According to the Company’s FORM 10-Q for the quarterly period ended September 30, 2004, the Company and certain of its officers and directors were named as defendants in a consolidated amended complaint that was filed in the United States District Court for the Northern District of Georgia on October 9, 2002. The lawsuit purported to be brought on behalf of a class of investors who purchased the Company’s stock during the period from April 5, 2001 through August 14, 2001. The lawsuit alleged violations of the federal securities laws. On September 3, 2003, the court dismissed, with prejudice, the consolidated amended complaint and all rights to appeal expired in May 2004.
On November 28, 2001, the Court entered the Order granting the motion to consolidate the cases. On July 31, 2002, the Court entered the Order granting the motion to appoint lead plaintiffs and to approve lead plaintiffs’ selection of counsel. According to the Order, lead plaintiffs are Flynn-Lampman Living Trust, William Hadley, Sean McGrath and Dagney Hein and lead co- counsel are Berger & Montague, P.C. and Chitwood & Harley.
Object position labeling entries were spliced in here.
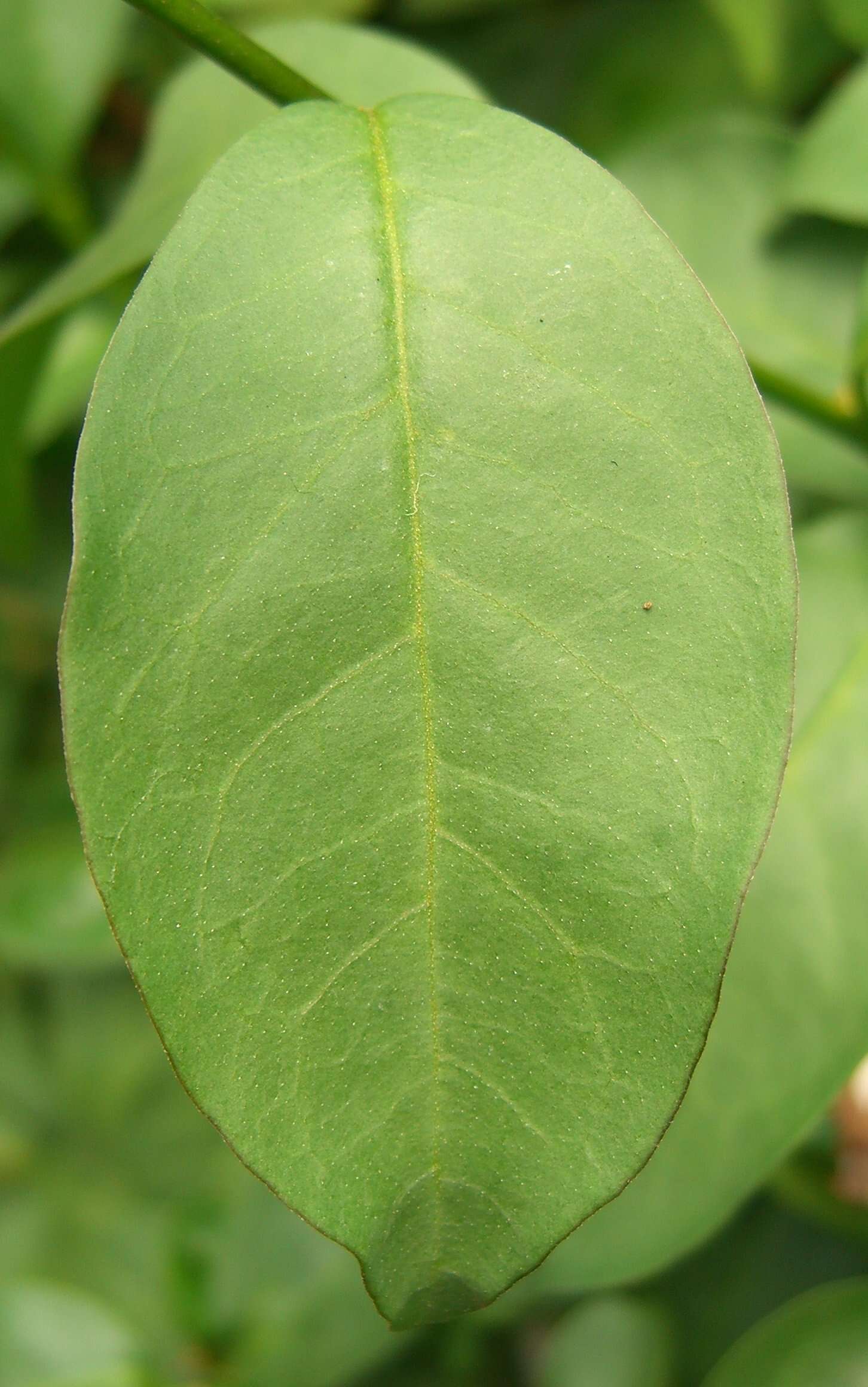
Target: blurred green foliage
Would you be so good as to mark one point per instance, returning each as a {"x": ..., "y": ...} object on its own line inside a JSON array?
[{"x": 135, "y": 1251}]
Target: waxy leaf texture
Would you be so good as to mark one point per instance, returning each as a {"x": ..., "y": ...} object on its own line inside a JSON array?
[{"x": 427, "y": 676}]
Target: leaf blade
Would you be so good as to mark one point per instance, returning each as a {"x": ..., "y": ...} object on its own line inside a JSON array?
[{"x": 409, "y": 429}]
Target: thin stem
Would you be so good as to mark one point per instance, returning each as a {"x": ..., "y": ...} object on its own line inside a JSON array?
[
  {"x": 233, "y": 50},
  {"x": 842, "y": 414}
]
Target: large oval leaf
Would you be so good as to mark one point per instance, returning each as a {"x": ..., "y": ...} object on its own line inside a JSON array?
[
  {"x": 201, "y": 113},
  {"x": 427, "y": 674},
  {"x": 793, "y": 1015}
]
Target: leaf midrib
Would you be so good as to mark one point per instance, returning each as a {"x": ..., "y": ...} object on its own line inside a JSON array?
[{"x": 396, "y": 282}]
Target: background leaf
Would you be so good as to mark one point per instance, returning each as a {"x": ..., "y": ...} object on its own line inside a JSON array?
[
  {"x": 56, "y": 60},
  {"x": 57, "y": 1336},
  {"x": 820, "y": 1337},
  {"x": 828, "y": 171},
  {"x": 610, "y": 1342}
]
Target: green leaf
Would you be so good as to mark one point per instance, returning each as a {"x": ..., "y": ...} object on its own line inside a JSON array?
[
  {"x": 610, "y": 1342},
  {"x": 791, "y": 1024},
  {"x": 849, "y": 19},
  {"x": 788, "y": 293},
  {"x": 818, "y": 1337},
  {"x": 53, "y": 1336},
  {"x": 203, "y": 111},
  {"x": 386, "y": 774},
  {"x": 828, "y": 168}
]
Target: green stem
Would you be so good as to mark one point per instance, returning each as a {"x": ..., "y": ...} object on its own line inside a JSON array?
[
  {"x": 842, "y": 414},
  {"x": 233, "y": 50}
]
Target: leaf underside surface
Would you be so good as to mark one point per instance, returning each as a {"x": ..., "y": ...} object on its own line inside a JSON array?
[{"x": 423, "y": 834}]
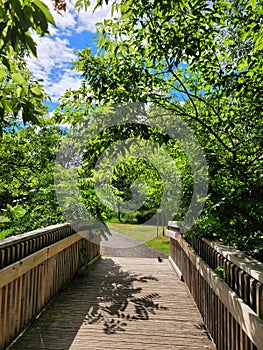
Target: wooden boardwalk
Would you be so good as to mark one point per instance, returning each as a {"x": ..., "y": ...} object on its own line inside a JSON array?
[{"x": 123, "y": 303}]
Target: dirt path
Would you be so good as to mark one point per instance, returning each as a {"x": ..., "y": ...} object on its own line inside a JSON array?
[{"x": 123, "y": 246}]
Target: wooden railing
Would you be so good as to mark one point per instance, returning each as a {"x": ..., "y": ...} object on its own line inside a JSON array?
[
  {"x": 227, "y": 287},
  {"x": 34, "y": 266}
]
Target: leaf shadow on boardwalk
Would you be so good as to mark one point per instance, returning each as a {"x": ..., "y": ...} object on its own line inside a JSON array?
[
  {"x": 107, "y": 297},
  {"x": 118, "y": 303}
]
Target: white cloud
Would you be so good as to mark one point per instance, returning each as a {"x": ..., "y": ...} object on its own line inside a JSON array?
[
  {"x": 53, "y": 66},
  {"x": 55, "y": 55}
]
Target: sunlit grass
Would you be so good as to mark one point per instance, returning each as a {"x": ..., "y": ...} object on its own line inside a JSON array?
[{"x": 143, "y": 233}]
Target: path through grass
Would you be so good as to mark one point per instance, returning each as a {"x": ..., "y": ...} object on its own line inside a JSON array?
[{"x": 143, "y": 233}]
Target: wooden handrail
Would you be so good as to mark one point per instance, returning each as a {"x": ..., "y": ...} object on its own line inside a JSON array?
[
  {"x": 231, "y": 306},
  {"x": 28, "y": 283}
]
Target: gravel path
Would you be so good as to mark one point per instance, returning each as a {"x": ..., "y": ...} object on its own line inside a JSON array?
[{"x": 119, "y": 245}]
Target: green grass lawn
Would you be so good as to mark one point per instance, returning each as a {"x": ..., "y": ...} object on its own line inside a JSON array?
[{"x": 143, "y": 233}]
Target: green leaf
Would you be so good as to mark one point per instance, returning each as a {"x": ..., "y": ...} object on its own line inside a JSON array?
[
  {"x": 43, "y": 7},
  {"x": 18, "y": 78},
  {"x": 3, "y": 73}
]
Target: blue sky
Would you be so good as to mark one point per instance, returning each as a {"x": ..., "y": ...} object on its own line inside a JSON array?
[{"x": 74, "y": 30}]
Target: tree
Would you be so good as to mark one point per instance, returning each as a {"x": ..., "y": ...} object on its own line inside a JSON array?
[
  {"x": 27, "y": 193},
  {"x": 202, "y": 61}
]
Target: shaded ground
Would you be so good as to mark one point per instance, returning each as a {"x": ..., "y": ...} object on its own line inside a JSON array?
[
  {"x": 122, "y": 303},
  {"x": 123, "y": 246}
]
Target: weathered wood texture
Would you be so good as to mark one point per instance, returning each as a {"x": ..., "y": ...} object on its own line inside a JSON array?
[
  {"x": 132, "y": 303},
  {"x": 232, "y": 306},
  {"x": 35, "y": 268}
]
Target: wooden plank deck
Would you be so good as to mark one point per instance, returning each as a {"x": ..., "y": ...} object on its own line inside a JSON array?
[{"x": 131, "y": 303}]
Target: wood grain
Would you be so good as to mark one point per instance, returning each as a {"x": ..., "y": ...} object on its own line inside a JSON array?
[{"x": 133, "y": 303}]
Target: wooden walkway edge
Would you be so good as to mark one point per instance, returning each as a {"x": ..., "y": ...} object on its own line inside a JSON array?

The original class action lawsuit has been filed against Internet Security Systems, Inc. alleging that Defendants violated Sections 10(b) and 20(a) of the Securities Exchange Act of 1934 and SEC Rule 10b-5. The Complaint alleges that Defendants
issued materially false and misleading statements throughout the Class Period that had the effect of artificially inflating the market price of the Company's securities. The complaint further alleges that Defendants had the information to determine that the Company could not live up to the expectations created by these statements. As a result of statements like these, the securities markets were misled and, as a result, the price of ISS securities was artificially inflated throughout the Class Period. The complaint also alleges that during this period of artificial inflation, Company insiders took advantage of their insider status to sell thousands of their own shares of ISS stock at artificially high prices for proceeds of over $18 million. The
Complaint also alleges that during this period, the Company further took
advantage of the artificially inflated share prices by using ISS stock as
currency to acquire another company, Network ICE Corporation. On July 2, 2001, however, Defendants revealed that rather than achieving revenues of $64-67 million for the second quarter as they had led investors to expect, the
Company's revenues were actually in the $50-52 million range. Instead of
earning $0.15 to $0.16 per share, the Company would actually suffer losses of up to $0.02 per share. Ultimately, the Company announced losses of $0.13 per share for the quarter. The Complaint alleges that as a result of these
announcements, ISS stock fell by more than 40% in one day, and ISS stock that traded between $40 and $60 per share during much of the class period is now worth less than $10 per share.